TVEyes, which allows its subscribers to find and share television clips, suffered a huge blow in February when the Second Circuit Court of Appeals ruled that it had gone too far in redistributing content without a license. TVEyes failed in its efforts to justify its service as a fair use of copyrighted material.
Now, looking to get the high court interested, TVEyes says it is presenting an “exceptionally important question” on how to balance copyright with the First Amendment right to criticize and comment about what is said in the media. In its petition, TVEyes stresses the importance of critiquing Fox News during the presidency of Donald Trump, who seemingly makes statements and decisions based on what he sees on the channel.
Fox News responds that TVEyes is mischaracterizing what this case is all about.
“TVEyes’ insistence that this case is important to the continued ability to criticize the media is sorely misplaced,” states the opposition. “The Second Circuit’s holding does not concern political dialogue, commentary, criticism, or the First Amendment; it concerns the unauthorized distribution of copyrighted content. As the Second Circuit recognized, criticism of the media is alive and well, and is in no way dependent on TVEyes’ efforts to profit from copying and distributing the media’s copyrighted content. Indeed, it is TVEyes that poses the real threat to First Amendment values, as depriving the media of its entitled copyright protection will serve to dampen public discourse by hindering the viability of media services that depend on receiving fees for their content.”

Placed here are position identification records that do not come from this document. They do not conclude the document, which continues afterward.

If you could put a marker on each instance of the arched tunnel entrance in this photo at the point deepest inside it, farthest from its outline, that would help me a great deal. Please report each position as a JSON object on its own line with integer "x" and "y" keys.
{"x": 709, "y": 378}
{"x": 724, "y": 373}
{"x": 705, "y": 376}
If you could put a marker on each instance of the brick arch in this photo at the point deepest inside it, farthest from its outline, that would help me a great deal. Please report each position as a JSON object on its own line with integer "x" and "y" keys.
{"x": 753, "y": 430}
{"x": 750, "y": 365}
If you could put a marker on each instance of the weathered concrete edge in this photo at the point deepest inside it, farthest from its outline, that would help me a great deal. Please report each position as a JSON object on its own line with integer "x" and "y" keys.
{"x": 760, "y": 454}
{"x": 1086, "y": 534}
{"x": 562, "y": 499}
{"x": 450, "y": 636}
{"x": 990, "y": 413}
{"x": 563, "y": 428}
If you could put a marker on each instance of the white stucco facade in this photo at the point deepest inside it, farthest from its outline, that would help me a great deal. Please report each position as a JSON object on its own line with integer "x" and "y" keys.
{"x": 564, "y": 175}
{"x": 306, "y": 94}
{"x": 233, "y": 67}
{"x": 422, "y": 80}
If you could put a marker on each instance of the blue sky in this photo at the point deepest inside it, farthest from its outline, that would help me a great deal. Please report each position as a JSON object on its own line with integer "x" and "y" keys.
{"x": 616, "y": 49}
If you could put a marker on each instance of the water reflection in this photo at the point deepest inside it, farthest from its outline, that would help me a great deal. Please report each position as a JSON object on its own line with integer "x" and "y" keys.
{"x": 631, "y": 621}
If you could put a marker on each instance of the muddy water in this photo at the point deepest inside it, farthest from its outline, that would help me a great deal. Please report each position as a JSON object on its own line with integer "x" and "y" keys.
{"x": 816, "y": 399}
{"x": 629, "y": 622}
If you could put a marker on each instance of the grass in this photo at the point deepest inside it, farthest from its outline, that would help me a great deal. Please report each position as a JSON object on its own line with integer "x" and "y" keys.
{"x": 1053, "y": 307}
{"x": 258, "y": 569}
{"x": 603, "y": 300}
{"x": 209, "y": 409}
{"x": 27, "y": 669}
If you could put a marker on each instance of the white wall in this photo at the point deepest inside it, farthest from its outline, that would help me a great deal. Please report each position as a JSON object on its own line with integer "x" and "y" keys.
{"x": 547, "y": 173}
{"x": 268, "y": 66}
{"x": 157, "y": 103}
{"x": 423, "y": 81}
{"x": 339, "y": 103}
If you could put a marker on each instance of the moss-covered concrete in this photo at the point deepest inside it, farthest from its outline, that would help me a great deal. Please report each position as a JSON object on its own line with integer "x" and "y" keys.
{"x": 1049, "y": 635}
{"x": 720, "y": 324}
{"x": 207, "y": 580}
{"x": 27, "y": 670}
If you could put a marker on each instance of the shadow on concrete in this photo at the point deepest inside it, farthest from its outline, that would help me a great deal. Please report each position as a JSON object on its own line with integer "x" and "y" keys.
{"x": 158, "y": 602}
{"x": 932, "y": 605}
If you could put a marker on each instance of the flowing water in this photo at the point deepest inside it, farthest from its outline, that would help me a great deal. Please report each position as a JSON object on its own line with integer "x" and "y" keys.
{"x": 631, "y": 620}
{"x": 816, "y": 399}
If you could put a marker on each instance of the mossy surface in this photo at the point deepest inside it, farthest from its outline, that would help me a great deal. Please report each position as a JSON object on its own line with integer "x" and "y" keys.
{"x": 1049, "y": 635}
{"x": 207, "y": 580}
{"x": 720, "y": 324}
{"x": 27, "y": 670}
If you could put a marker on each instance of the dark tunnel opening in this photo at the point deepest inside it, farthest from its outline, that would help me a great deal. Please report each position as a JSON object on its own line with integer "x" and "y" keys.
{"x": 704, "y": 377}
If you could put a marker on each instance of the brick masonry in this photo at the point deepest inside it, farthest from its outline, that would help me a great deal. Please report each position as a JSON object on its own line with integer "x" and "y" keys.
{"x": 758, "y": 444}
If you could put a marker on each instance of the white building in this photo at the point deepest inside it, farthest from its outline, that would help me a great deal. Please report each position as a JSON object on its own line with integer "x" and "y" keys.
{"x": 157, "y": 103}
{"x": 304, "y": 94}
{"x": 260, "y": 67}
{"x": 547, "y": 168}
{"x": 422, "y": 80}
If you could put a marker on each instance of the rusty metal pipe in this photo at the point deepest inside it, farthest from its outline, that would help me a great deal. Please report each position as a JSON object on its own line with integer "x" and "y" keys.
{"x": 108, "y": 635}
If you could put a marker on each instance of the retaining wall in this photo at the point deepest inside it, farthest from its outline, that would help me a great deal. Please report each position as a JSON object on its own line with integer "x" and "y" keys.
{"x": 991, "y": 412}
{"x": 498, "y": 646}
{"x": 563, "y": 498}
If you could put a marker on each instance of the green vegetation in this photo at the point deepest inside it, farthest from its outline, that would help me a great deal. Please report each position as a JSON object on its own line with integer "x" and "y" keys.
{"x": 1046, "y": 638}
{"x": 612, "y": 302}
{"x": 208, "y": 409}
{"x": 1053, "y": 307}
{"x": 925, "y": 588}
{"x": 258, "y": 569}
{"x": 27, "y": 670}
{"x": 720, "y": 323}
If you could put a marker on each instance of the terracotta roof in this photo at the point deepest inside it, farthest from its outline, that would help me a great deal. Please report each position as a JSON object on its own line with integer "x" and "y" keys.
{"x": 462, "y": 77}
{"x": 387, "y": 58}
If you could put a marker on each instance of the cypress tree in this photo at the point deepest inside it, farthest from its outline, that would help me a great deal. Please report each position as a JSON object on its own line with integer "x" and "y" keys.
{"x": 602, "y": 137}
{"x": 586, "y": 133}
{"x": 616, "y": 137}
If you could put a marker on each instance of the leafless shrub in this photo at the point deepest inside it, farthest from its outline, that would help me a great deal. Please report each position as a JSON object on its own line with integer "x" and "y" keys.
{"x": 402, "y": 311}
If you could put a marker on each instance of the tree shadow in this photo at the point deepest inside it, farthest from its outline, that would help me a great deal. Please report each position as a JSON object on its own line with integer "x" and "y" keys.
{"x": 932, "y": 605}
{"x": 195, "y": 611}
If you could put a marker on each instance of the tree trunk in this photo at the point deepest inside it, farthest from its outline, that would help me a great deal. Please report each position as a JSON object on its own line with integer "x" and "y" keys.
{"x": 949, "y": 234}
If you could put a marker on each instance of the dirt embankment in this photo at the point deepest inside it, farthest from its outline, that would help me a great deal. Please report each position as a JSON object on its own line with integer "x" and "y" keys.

Fox News also puts forward that there is a difference between someone who criticizes and a service enabling its subscribers to provide such commentary, but then adds that the factual record in the case establishes that TVEyes is really designed for PR and communications professionals including those at the White House. TVEyes has many prominent subscribers — more than 100 members of Congress, the Department of Defense, the American Red Cross, investment banks, trial lawyers and members of the media — and Fox News attempts to deflate TVEyes’ perception of self-importance by suggesting that the key purpose for which many use the service isn’t criticism.
The different emphasis matters because TVEyes is most concerned in its petition with the Second Circuit’s presumption of harm. TVEyes is essentially making the case that it is in a different market than Fox News. It points out that under Fox’s licensing terms, licensees are prohibited from using clips “in a way that is derogatory or critical.” Fox News is unlikely to enter that type of market, TVEyes suggests, and so when analyzing the four factors that govern a fair use, it must be credited with doing no harm on top of making a transformative use of copyrighted material.
Fox News retorts that “TVEyes tries to change the topic” from copyright law to criticism of Fox and offers up everything from DVRs to the TV News Archive as illustrating how there are numerous other ways to obtain television content. Fox News asserts that there is no circuit split here and that the lower ruling is entirely consistent with precedent. Fox News adds, “The question is whether TVEyes’ undiluted distribution of Fox’s content occupies a ‘market that properly belongs to’ Fox.”